Le Royaume du Danemark, qui rassemble Danemark continental, Groenland et îles Féroé, le principal intéressé, s’est dit «ouvert à un dialogue avec les Américains sur la manière dont nous pouvons coopérer, peut-être même plus étroitement que nous ne le faisons déjà», a déclaré de manière très diplomatique Lars Løkke Rasmussen, ministre des Affaires étrangères du Danemark, sans donner davantage de précisions. Le chef de la diplomatie danoise a par ailleurs noté, pendant une conférence de presse, que la fonte des glaces et l’ouverture de nouvelles voies maritimes arctiques conduisaient à une «rivalité croissante entre les grandes puissances» dans la région, avec la présence à la fois de la Chine et de la Russie. «Il est tout à fait légitime que les Etats-Unis et l’Otan – et donc aussi le royaume du Danemark – en soient conscients», a-t-il ajouté. Ce dernier a tout de même appelé au calme, précisant qu’il ne «faut pas forcément dire tout haut tout ce que l’on pense». «J’essaie de travailler en fonction des réalités et je pense que nous devrions tous nous rendre service en ralentissant un peu notre rythme cardiaque», a-t-il ajouté.

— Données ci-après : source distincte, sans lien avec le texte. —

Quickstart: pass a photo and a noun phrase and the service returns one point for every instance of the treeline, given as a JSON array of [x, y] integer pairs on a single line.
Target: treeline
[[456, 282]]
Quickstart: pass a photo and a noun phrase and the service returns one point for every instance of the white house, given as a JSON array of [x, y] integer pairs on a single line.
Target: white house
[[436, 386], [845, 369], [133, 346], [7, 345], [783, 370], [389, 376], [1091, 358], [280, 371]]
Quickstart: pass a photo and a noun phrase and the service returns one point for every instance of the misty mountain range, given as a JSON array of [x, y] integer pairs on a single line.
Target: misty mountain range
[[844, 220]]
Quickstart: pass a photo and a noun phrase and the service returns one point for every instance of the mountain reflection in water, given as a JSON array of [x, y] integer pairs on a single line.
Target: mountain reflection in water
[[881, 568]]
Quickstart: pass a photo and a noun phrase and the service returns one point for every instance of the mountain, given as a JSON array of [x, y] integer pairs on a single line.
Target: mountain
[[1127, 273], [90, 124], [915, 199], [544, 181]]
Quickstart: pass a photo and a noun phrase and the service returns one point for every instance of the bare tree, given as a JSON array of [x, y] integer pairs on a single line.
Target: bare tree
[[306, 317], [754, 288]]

Le Groenland, qui cherche à gagner en souveraineté mais reste financièrement dépendant de Copenhague, attise les convoitises pour ses ressources naturelles – bien que la prospection pétrolière et l’exploitation de l’uranium y soient interdites – et pour son importance géostratégique, les Etats-Unis y ayant déjà une base militaire.
Mis à jour à 14h03 avec l’ajout d’une réunion des chefs de partis au Danemark et d’une réaction du chef de la diplomatie danoise.